The sitcom also stars Ivan Okhlobystin, the awful homophobe who, in 2013, said that all gay people should be put into an oven and burned alive, among other terrible things. Which puts Biron in an especially awkward position.
In an interview published in New York Magazine, Biron speaks candidly about what it’s like to be a closeted gay heartthrob in a notoriously antigay country.
Biron has kept his sexuality a closely-guarded secret since joining the cast of Interns five years ago. His family and close friends in both the United States and Russia know he’s gay. So do a few of his television colleagues. But other than that, he’s never spoken publicly about it.
“I’ve never lied,” he says. “Journalists ask, ‘What do you think of Russian women?’ ‘Well, Russian women are beautiful.’ ‘Do you have a girlfriend right now?’ ‘No, I don’t.’”

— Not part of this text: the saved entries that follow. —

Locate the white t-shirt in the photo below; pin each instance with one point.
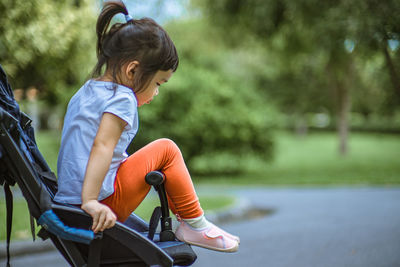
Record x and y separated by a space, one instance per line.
81 123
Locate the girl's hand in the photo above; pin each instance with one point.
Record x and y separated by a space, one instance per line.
103 216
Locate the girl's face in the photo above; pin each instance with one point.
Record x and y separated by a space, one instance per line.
147 95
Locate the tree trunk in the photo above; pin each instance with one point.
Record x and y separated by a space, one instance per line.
344 106
392 71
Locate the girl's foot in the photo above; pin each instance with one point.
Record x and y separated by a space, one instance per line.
211 237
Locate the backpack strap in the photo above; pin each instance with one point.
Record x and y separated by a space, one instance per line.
9 207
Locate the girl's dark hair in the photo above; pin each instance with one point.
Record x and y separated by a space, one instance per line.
142 40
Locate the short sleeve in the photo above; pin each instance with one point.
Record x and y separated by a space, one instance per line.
122 105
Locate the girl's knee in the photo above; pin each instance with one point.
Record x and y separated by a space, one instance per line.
168 145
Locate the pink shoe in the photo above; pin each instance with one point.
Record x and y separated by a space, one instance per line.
211 237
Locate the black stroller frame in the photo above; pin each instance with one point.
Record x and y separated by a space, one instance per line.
131 243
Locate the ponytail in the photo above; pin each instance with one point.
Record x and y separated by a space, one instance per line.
110 9
142 40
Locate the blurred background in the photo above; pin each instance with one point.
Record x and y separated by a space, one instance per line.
271 92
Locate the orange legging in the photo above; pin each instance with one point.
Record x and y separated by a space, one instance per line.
131 187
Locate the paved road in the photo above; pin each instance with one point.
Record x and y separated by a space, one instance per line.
310 227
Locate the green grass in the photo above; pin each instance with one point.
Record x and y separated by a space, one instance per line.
373 159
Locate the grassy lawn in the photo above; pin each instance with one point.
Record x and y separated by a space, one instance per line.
373 159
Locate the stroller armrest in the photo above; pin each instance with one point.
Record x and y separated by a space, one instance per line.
50 221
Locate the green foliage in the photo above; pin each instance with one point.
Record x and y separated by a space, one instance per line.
47 44
320 47
211 108
312 161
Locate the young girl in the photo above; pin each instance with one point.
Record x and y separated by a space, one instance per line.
102 119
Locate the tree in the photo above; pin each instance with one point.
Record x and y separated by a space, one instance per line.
316 27
47 44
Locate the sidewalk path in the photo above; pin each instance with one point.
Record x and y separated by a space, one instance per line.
309 227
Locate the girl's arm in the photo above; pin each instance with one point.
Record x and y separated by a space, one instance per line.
107 137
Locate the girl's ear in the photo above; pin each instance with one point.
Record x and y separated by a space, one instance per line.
130 69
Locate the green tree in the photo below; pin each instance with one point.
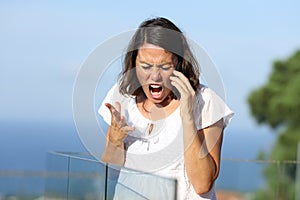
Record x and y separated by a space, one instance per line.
277 104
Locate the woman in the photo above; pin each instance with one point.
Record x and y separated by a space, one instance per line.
161 120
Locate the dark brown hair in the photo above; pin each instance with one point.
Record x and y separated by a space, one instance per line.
163 33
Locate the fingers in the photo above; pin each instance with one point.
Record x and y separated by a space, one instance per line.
117 119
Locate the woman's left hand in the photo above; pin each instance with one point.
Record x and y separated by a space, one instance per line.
187 94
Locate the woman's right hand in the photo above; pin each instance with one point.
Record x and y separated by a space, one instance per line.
118 129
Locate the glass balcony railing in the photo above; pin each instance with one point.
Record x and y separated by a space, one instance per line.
80 176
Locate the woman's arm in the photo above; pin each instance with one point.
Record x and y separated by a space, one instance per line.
202 147
202 154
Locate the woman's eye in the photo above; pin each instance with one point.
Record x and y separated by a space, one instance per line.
145 66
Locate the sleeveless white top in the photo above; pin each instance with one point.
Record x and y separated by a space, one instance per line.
161 152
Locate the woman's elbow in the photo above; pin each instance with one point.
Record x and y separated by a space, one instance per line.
204 188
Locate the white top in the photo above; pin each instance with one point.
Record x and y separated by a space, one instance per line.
161 152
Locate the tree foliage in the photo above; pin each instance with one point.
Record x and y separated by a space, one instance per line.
277 104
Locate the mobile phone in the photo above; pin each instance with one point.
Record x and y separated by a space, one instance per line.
174 89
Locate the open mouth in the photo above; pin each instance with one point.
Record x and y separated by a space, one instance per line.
155 90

Biron first arrived in Russia at 20, enrolling in a study-abroad semester at the legendary Moscow Art Theatre. He quickly found work in the professional theater scene. In 2010, he landed a role on Interns.
After Okhlobystin, who Biron describes as a friend, made those hateful comments about gay people in 2013, Biron says he felt like he’d been “punched in the gut.”
“I wanted to go to the station and make a statement that I would no longer work there if Ivan Okhlobystin’s going to be working at this station,” he says.
But he didn’t. In part, he says, because he didn’t think it would have much of an impact. Also, he’s never been very good at confrontation.
“[That’s] just not the way I want to operate,” he explains. “That’s the way things operate in the States. That’s not what this country needs. This country needs dialogue.”
He also considered quitting Interns and leaving Russia in a show of protest, but ultimately decided that wasn’t the solution either.
Biron realized he was in a unique position, as a beloved public figure, to help change people’s minds. Talking openly about his sexuality, he says, is “forcing my hand, and maybe that’s a good thing.”
So that’s what he’s doing. And he’s starting by speaking to New York Magazine. He says he has no idea what the repercussions will be when the Russian public learns he’s gay, but just to be on the safe side, he has a backup plan.
Last year, he signed a lease on an apartment in Minneapolis and enrolled in culinary school because enjoys baking bread. If his acting career in Russia can’t survive his coming out, he says he may open a restaurant, or a theater, or, perhaps, a dinner theater. He’s not sure yet, but he’ll likely have a better idea in a few weeks when he begins shooting the sixth season of Interns.
Until then, his focus is on his bread.
“I love,” he says, “how much thought you can put into one simple loaf.”